Some people might say Southwest is a great airline for college students. That is true. they give you two free bags. BUT, they don’t really fly internationally aside from the Caribbean and Mexico. When I use miles, i rarely use them for flights within the country, instead, I use them for the big trips that are more expensive usually, like when I came back from Japan. That ticket was going for about $1800 one way. Southwest points can’t buy you a ticket to Japan, so other airlines have an advantage in that sense. I would rather earn my miles within the country, then use them to get out of the country. But that is just my strategy.

Earning Through Shopping Portal

Alaska has a mileage shopping portal, similar to most other airlines. The other day, I bought a $50 gift card to American Airlines through this portal, and earned 850 miles including a 750 mile bonus.  Just another way to earn a bit more. For info on earning miles through portals, check out the beginning of this post. A full post on portals will come soon.


Alaska Airlines has a pretty sweet award chart, which is another reason why it makes a great program. You are allowed one stopover on all international awards, even one ways. I will talk about the Alaska Airlines award chart in more detail some day in the future, but I have to say, the 70k miles first class award from the US to Johannesburg via a stopover in Hong Kong is one of the few first/business tickets I would go for…to compare, it is 50k miles in coach. I think I know what I am saving my Alaska Miles for. Better get that one before it disappears!

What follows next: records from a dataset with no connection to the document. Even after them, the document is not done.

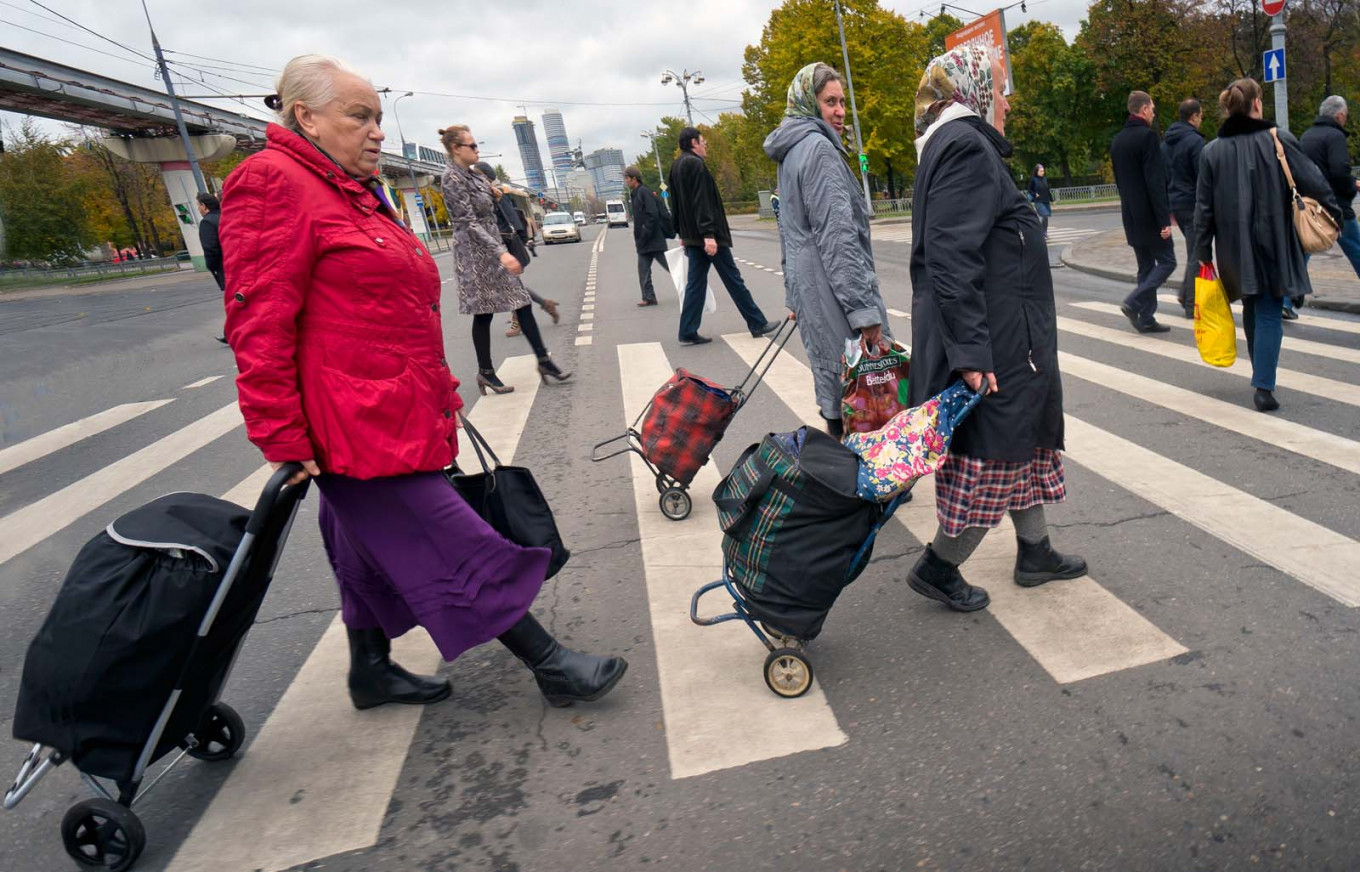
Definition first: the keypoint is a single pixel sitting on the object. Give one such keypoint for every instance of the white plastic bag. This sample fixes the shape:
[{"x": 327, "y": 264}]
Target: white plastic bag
[{"x": 679, "y": 265}]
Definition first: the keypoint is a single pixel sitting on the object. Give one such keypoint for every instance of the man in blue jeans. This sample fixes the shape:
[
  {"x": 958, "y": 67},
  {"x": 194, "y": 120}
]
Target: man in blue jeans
[{"x": 702, "y": 225}]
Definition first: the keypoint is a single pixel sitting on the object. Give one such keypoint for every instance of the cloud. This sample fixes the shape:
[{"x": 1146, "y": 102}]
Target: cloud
[{"x": 537, "y": 53}]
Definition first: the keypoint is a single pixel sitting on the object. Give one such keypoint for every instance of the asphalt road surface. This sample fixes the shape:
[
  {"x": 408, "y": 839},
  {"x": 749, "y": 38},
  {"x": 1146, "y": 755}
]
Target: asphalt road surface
[{"x": 1190, "y": 705}]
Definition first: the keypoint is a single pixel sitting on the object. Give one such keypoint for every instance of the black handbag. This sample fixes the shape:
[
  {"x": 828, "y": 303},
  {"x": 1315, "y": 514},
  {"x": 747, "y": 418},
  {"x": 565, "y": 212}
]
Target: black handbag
[{"x": 509, "y": 499}]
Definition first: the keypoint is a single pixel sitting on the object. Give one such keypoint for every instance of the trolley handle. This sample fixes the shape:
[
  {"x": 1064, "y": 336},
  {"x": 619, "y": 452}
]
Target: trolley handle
[
  {"x": 264, "y": 506},
  {"x": 767, "y": 357}
]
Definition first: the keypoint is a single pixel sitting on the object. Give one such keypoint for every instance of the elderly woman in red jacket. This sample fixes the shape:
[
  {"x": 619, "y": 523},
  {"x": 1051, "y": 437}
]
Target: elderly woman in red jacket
[{"x": 333, "y": 316}]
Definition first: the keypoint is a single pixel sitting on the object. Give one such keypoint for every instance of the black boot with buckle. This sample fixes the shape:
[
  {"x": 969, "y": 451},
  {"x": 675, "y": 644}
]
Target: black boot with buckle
[
  {"x": 376, "y": 680},
  {"x": 1037, "y": 562},
  {"x": 563, "y": 675},
  {"x": 937, "y": 578}
]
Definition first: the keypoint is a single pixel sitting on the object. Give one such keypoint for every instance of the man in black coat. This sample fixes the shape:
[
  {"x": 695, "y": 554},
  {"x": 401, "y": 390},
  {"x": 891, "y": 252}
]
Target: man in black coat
[
  {"x": 649, "y": 233},
  {"x": 1182, "y": 147},
  {"x": 1325, "y": 142},
  {"x": 1140, "y": 170},
  {"x": 702, "y": 226},
  {"x": 211, "y": 211}
]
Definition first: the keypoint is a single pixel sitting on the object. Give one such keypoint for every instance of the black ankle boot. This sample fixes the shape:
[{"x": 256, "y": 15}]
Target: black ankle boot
[
  {"x": 563, "y": 675},
  {"x": 936, "y": 578},
  {"x": 376, "y": 680},
  {"x": 1038, "y": 562}
]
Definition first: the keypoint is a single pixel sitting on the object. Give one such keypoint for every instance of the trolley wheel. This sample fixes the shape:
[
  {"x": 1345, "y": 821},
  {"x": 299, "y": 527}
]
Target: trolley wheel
[
  {"x": 101, "y": 834},
  {"x": 675, "y": 504},
  {"x": 221, "y": 733},
  {"x": 788, "y": 672}
]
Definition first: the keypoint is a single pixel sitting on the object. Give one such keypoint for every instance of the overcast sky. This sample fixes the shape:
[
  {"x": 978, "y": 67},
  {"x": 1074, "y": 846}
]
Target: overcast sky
[{"x": 535, "y": 52}]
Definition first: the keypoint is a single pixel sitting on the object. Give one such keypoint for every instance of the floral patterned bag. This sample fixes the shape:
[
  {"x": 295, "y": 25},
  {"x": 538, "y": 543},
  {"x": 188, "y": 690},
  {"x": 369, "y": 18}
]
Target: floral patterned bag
[{"x": 911, "y": 445}]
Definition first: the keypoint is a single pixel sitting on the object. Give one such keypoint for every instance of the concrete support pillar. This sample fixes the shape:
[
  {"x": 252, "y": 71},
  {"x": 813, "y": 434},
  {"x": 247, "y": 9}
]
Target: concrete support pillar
[
  {"x": 174, "y": 169},
  {"x": 419, "y": 212}
]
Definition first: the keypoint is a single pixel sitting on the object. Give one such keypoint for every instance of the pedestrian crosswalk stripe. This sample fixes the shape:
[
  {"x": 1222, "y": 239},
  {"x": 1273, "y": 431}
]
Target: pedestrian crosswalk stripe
[
  {"x": 1328, "y": 562},
  {"x": 1309, "y": 317},
  {"x": 67, "y": 436},
  {"x": 1289, "y": 343},
  {"x": 318, "y": 776},
  {"x": 1073, "y": 629},
  {"x": 718, "y": 712},
  {"x": 1326, "y": 388},
  {"x": 1285, "y": 434},
  {"x": 53, "y": 513}
]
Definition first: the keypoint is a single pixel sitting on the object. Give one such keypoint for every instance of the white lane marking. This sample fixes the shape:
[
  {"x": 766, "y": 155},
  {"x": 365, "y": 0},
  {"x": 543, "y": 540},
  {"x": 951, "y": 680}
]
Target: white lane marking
[
  {"x": 289, "y": 801},
  {"x": 1315, "y": 555},
  {"x": 67, "y": 436},
  {"x": 1289, "y": 343},
  {"x": 1325, "y": 388},
  {"x": 1073, "y": 629},
  {"x": 718, "y": 712},
  {"x": 53, "y": 513},
  {"x": 1322, "y": 446},
  {"x": 1309, "y": 317}
]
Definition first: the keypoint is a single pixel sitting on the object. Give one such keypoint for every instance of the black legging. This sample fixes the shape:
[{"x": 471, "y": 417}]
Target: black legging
[{"x": 482, "y": 335}]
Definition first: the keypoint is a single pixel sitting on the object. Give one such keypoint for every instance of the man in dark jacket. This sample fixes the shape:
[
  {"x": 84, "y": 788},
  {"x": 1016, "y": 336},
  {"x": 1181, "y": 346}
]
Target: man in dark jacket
[
  {"x": 1140, "y": 170},
  {"x": 648, "y": 233},
  {"x": 211, "y": 211},
  {"x": 702, "y": 226},
  {"x": 1325, "y": 142},
  {"x": 1181, "y": 148}
]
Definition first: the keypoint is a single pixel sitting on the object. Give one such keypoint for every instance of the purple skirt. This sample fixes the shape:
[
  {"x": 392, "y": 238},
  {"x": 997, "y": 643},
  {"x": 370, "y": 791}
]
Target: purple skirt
[{"x": 408, "y": 550}]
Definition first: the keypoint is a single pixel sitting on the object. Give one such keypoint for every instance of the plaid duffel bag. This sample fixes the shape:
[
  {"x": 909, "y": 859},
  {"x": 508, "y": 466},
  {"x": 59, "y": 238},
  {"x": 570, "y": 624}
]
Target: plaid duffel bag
[
  {"x": 684, "y": 422},
  {"x": 793, "y": 525}
]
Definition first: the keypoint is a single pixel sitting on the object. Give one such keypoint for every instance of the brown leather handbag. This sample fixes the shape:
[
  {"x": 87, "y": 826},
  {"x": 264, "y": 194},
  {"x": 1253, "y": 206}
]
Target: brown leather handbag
[{"x": 1317, "y": 229}]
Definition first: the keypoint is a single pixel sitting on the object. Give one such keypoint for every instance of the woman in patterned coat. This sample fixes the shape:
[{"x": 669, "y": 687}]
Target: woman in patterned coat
[
  {"x": 982, "y": 310},
  {"x": 487, "y": 272}
]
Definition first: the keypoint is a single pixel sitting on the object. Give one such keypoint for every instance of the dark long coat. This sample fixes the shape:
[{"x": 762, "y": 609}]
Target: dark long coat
[
  {"x": 982, "y": 294},
  {"x": 1243, "y": 210},
  {"x": 1140, "y": 172}
]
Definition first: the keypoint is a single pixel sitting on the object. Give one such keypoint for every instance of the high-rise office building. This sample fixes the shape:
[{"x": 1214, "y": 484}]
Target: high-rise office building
[
  {"x": 605, "y": 166},
  {"x": 558, "y": 144},
  {"x": 529, "y": 154}
]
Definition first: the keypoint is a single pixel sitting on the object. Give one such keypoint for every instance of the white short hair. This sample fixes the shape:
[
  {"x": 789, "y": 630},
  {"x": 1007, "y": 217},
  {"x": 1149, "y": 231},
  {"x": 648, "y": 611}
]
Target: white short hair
[{"x": 308, "y": 79}]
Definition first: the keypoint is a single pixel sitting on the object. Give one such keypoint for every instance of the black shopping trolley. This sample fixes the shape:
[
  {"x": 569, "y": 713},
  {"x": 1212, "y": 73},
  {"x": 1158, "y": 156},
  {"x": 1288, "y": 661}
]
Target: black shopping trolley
[
  {"x": 113, "y": 689},
  {"x": 684, "y": 421}
]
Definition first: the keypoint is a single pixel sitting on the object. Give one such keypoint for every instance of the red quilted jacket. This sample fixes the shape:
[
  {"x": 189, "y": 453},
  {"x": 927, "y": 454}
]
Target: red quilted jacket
[{"x": 333, "y": 314}]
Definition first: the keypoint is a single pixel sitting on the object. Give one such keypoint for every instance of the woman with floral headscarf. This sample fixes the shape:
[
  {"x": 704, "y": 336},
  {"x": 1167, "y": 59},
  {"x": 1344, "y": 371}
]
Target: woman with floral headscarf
[
  {"x": 828, "y": 274},
  {"x": 982, "y": 310}
]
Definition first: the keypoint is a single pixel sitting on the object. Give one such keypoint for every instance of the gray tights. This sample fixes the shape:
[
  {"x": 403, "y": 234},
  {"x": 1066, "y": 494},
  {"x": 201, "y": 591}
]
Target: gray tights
[{"x": 1030, "y": 525}]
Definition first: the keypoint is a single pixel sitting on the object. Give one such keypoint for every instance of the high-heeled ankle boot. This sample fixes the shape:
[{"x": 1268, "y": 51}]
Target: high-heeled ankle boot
[
  {"x": 487, "y": 380},
  {"x": 563, "y": 675},
  {"x": 376, "y": 680},
  {"x": 547, "y": 369}
]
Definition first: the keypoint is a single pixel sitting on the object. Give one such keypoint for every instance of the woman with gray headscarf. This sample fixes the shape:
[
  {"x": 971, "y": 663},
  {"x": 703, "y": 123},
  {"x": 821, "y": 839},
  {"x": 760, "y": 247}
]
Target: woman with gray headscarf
[
  {"x": 828, "y": 274},
  {"x": 982, "y": 310}
]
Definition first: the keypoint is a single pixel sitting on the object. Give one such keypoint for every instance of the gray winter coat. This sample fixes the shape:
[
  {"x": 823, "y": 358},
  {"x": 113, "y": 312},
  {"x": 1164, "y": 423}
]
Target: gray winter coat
[{"x": 828, "y": 272}]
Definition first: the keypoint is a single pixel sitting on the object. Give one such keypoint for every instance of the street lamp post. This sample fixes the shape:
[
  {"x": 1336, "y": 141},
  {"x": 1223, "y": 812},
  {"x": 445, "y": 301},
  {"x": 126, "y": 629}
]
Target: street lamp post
[
  {"x": 683, "y": 82},
  {"x": 661, "y": 177},
  {"x": 854, "y": 112},
  {"x": 411, "y": 166}
]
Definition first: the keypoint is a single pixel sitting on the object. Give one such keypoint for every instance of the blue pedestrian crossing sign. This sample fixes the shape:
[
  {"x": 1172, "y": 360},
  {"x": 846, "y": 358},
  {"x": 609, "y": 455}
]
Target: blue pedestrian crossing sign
[{"x": 1273, "y": 64}]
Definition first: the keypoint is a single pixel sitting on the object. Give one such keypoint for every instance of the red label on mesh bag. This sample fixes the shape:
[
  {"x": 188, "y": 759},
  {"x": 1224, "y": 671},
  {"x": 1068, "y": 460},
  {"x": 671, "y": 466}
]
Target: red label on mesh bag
[{"x": 686, "y": 421}]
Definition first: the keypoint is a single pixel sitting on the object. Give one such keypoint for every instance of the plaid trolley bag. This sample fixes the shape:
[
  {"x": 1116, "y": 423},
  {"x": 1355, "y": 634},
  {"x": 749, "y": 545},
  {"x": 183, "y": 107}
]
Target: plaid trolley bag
[{"x": 684, "y": 422}]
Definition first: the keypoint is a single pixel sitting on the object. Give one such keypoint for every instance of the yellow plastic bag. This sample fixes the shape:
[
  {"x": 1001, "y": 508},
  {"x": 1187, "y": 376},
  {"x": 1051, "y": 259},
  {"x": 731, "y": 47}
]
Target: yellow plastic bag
[{"x": 1215, "y": 331}]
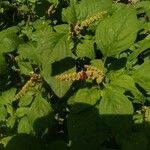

Another great thing is the off peak AA awards. American discounts their awards for off peak travel times to various places like Japan, South America, Hawaii and Europe. With Alaska Airlines, you can book the same rates as using American miles. That is pretty cool.


So I tried to convince you with flying partners of Alaska Airlines, mainly Delta and American due to the fact that you are more flexible with your travel plans and can weigh more carriers for a better deal. It may be imperfect, but if I can get a few deals on two carriers instead of any carrier, it will reward you in the future. Miles is not an instant pleasure, but more so a long term plan, and if you stick to your plan, you will get some sweet redemptions in the end.

I briefly showed you that there is some promise in the award program. That is always a good thing when choosing an airline.